Klara And The Sun by Kazuo Ishiguro
Brave New World
Klara And The Sun is Nobel-prize winning author Kazuo Ishiguro’s latest book. And what an unusual book it is! The story is set in the future - but not so far out that it is hard to empathize with. It is also mildly dystopian and it is this mildness that seems to be what’s unsettling about the book.
The story is told in the voice of Klara. Our narrator is a young girl but not an actual human being. She is an AF - or Artificial Friend - a concept that isn’t fully explained but we quickly gather that she is a humanoid robot. Klara is also distinguished from other AFs in that she is particularly skilled at noticing the smallest details about people - and their emotions. The importance of this skill and her empathy play an important part in the story.
Klara is bought by Josie’s mother to be her AF. Josie is a young teenager who lives with her mother and an Eastern European housekeeper called, interestingly enough, Melania. For much of the book, there are no references to her father, another angle that only gets revealed over time. Josie’s mother brings Klara home to be Josie’s companion - to provide her not just company but also to help take care of her because Josie is sick with a mystery illness that will almost certainly take her life.
Klara, like all AFs, is solar-powered, and that’s the reference to ‘The Sun’ which provides Klara both power and nourishment. The Sun also serves as a near god-like influence on Klara. God is otherwise absent in this tale that deals with the compelling unfairness of a young child who might be dying.
Josie is in love with the neighbor boy, Rick and they make plans to be together their whole lives. The most important difference between this boy Rick and the other kids like Josie is that Rick is ‘regular’ while Josie and her friends are ‘lifted’. Ishiguro doesn’t get into many details about what ‘lifted’ means but we surmise that in this future, parents - at least the rich ones - have the option to have their children be genetically enhanced (along the lines of Yuval Noah Harari’s Homo Deus) so that they operate at a higher level than regular humans. Rick is poor and possibly therefore unlifted. This fact leads to him being an object of some fascination among the other kids.
Without giving away the plot too much, what happens is that the story moves along as Klara thinks she has a way to save Josie from her impending death and makes plans accordingly. Meanwhile, her mother is making completely different plans for how to deal with what might happen in the near future when Josie most likely dies. Josie’s father makes an appearance late in the book as someone who in the past has rejected this artificially intelligent future society and currently lives in what sounds, depending on one’s perspective, like either a rebel commune or a fascist cult. He plays a key part in a very interesting denouement to the story.

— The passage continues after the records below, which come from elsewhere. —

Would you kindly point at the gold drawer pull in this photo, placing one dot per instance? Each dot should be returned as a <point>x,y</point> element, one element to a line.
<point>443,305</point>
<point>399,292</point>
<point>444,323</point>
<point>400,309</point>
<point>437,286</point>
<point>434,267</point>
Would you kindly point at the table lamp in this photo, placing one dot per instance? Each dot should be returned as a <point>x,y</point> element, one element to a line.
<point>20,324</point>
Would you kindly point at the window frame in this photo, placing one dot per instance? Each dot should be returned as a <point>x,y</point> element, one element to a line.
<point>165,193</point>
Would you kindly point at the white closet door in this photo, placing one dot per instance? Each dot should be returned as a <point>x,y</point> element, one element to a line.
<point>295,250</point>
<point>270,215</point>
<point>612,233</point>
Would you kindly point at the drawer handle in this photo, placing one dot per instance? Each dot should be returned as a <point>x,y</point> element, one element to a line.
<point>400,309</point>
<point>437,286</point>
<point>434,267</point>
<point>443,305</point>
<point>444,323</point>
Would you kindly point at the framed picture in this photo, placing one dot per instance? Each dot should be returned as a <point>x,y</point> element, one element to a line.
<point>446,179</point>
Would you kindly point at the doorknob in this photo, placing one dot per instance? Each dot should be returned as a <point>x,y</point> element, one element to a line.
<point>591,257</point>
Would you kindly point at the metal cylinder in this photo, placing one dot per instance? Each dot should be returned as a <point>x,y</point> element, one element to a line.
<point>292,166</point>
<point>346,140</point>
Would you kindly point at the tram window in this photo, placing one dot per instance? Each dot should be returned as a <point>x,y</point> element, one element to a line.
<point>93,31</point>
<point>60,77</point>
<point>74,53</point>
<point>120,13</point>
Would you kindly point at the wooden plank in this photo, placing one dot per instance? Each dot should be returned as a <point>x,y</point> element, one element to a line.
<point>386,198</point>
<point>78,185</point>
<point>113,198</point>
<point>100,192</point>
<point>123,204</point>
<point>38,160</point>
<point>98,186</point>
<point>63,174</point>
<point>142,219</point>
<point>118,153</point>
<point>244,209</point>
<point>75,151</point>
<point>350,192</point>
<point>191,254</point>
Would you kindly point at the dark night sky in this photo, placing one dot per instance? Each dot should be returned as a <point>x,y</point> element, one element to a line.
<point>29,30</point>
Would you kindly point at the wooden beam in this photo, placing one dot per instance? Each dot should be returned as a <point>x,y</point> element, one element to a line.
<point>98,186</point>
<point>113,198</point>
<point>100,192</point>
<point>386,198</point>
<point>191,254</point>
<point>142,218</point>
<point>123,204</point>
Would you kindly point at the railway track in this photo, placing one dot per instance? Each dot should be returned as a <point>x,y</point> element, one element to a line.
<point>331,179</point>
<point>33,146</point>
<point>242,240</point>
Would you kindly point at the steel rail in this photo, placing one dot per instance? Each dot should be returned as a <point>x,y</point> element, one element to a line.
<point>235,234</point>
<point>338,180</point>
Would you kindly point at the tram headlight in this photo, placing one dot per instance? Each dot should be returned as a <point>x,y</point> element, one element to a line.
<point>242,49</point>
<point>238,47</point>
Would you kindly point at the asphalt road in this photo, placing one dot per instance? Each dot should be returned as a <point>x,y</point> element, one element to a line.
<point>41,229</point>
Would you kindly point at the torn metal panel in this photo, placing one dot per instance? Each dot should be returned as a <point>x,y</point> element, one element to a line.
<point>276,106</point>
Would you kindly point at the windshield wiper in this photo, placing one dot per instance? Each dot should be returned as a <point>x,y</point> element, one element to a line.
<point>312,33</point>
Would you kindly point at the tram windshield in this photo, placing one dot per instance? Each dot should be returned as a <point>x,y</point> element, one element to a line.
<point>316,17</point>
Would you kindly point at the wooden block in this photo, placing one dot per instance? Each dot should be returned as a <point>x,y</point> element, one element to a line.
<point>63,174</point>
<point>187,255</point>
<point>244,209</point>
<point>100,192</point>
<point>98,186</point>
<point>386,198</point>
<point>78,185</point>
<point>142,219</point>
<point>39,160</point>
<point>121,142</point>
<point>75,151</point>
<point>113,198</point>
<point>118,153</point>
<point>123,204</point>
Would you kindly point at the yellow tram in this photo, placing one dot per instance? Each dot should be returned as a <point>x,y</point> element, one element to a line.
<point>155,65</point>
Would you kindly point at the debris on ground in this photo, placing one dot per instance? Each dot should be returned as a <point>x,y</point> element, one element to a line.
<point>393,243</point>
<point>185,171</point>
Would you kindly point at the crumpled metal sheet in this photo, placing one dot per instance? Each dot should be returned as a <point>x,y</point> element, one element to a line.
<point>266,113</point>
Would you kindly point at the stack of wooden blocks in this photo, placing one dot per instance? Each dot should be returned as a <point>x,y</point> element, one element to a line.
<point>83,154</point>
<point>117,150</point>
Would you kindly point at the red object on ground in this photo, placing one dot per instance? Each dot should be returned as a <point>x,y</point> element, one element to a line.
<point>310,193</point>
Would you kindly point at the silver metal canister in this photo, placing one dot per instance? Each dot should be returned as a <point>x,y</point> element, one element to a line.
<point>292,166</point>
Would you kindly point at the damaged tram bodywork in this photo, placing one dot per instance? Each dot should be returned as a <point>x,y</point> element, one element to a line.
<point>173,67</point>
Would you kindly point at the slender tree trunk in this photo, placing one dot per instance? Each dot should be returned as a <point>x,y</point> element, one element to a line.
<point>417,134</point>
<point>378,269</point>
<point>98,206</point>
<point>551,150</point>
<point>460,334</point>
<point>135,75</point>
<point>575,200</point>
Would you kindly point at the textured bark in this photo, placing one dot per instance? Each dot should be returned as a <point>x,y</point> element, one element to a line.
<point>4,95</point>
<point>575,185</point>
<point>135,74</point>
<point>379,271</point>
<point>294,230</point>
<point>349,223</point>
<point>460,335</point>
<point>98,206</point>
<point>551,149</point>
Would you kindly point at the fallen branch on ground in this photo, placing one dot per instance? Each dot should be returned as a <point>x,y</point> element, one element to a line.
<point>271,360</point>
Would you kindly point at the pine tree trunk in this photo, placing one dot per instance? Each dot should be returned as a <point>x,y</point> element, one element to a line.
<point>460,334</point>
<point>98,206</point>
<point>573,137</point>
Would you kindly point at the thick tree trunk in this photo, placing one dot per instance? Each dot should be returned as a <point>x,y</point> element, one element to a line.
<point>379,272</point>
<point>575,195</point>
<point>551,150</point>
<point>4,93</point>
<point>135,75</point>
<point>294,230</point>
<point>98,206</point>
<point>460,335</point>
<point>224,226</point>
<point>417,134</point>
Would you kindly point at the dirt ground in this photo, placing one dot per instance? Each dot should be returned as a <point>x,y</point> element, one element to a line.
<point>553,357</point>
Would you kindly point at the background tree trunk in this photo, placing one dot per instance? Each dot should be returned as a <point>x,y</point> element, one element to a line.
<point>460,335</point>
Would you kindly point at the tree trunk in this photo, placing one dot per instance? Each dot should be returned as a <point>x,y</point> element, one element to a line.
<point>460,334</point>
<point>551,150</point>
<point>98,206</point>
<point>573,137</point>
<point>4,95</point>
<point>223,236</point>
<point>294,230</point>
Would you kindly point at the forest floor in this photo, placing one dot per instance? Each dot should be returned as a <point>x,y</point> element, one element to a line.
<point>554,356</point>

For at least the first half of the book, the story seemed so art-sy that I wondered about giving up. This interesting premise in a dystopian future is restrained but still succeeds in being quite a disturbing take on a time and society we could be headed towards. None of this future is unbelievably over-the-top and so it all seems uncomfortably within the realm of the possible in the next several decades.
So do I recommend this book? I felt like this book was smarter than I was and I am tempted to go back and read this book after some time has passed in the hope that on a second reading it will seem more familiar and more easy to appreciate. I suppose that means, yes, I do recommend it!